You have always had clues. What games did you play as a child? I was a writer or a reporter from the time I learned to write. For years I published, with pencil and plain white paper, a family newspaper for which I interviewed family members and reported real life events.   A gentleman I heard talking about his calling recently said that he had always wanted to be a choir director, and when he was little and he couldn’t get his friends or brothers and sisters to sing for him, he lined up cans of beans and soup on the kitchen counter and directed them. It seems that our callings were clear to us when we were born, but – life can be distracting and we tend to forget.
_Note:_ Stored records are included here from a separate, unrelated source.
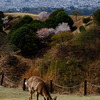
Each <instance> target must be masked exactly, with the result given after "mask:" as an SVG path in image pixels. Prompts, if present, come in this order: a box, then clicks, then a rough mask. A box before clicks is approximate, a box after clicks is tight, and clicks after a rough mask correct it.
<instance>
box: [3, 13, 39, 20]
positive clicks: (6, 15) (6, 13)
mask: <svg viewBox="0 0 100 100" xmlns="http://www.w3.org/2000/svg"><path fill="white" fill-rule="evenodd" d="M10 15H11V16H13V17H18V16H20V17H23V16H25V15H29V16H31V17H32V18H33V19H37V16H38V15H37V14H32V13H19V12H18V13H17V12H16V13H5V16H10Z"/></svg>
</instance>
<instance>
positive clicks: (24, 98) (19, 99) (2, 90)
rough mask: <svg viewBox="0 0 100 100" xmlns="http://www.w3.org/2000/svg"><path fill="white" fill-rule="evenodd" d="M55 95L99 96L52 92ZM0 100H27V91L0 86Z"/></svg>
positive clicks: (89, 97)
mask: <svg viewBox="0 0 100 100" xmlns="http://www.w3.org/2000/svg"><path fill="white" fill-rule="evenodd" d="M55 95H56V96H57V100H62V99H63V100H66V98H68V100H99V99H100V96H91V97H90V96H89V97H83V96H76V95H73V96H70V95H69V96H68V95H59V94H52V96H55ZM39 98H41V100H43V97H41V96H40V97H39ZM33 99H36V97H35V95H33ZM0 100H28V92H26V91H22V90H21V89H15V88H5V87H2V86H0Z"/></svg>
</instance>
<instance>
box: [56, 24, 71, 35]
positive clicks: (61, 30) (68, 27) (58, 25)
mask: <svg viewBox="0 0 100 100" xmlns="http://www.w3.org/2000/svg"><path fill="white" fill-rule="evenodd" d="M66 31H70V27H69V26H68V23H61V24H59V25H58V26H57V27H56V29H55V34H59V33H61V32H66Z"/></svg>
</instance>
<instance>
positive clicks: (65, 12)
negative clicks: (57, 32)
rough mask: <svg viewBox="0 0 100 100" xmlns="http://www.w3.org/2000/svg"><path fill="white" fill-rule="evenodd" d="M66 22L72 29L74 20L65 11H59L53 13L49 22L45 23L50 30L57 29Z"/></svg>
mask: <svg viewBox="0 0 100 100" xmlns="http://www.w3.org/2000/svg"><path fill="white" fill-rule="evenodd" d="M62 22H66V23H68V25H69V26H70V27H72V25H73V20H72V19H71V17H70V16H68V14H67V13H66V11H64V10H63V9H57V10H55V11H54V12H52V13H51V14H50V16H49V18H48V19H47V20H45V21H44V24H45V26H47V27H48V28H55V27H56V26H57V25H58V24H59V23H62Z"/></svg>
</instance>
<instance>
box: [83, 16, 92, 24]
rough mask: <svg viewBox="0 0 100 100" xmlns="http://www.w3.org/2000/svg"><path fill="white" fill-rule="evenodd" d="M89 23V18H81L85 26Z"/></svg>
mask: <svg viewBox="0 0 100 100" xmlns="http://www.w3.org/2000/svg"><path fill="white" fill-rule="evenodd" d="M89 21H91V18H90V17H87V18H83V23H85V24H87V23H88V22H89Z"/></svg>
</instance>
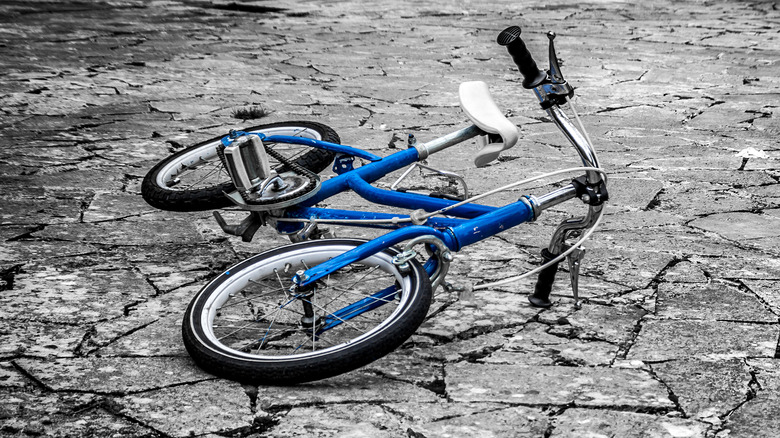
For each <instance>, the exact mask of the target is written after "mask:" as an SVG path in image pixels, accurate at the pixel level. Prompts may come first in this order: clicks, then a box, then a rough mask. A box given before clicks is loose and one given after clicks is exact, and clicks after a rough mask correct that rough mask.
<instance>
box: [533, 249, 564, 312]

Another book that might help awaken the calling within you is “The Path”, by Laurie Beth Jones. Laurie is a corporate writer who helps major companies develop their “Mission Statements”. You won’t find “The Path – Creating Your Mission Statement for Work and for Life” in the self-help book department. You’ll find it in the corporate planning section. It is her premise that most mission statements, corporate or personal, are way too long, too wordy and too meaningless. She maintains that a true mission statement should be thoroughly understandable to a twelve-year-old child and it should be short enough and memorable enough that you could repeat it if someone was holding a gun to your head. In “The Path”, Laurie also offers a series of questions for you to ask yourself and several lists of words to scan and glean from to help you identify your personal mission statement or calling.

Here’s the thing about callings. If you feel balanced, content, satisfied, filled, in general, with a sense of well-being, then you don’t need to go on this particular quest. You’re already following your calling whether you use that name for it or not.

But – if the pieces of your life don’t seem to quite fit and you’re vaguely dissatisfied much of the time, perhaps you would benefit from following the path to your personal calling, because it’s very probable that whether you are calling for it or not, your calling is calling for you.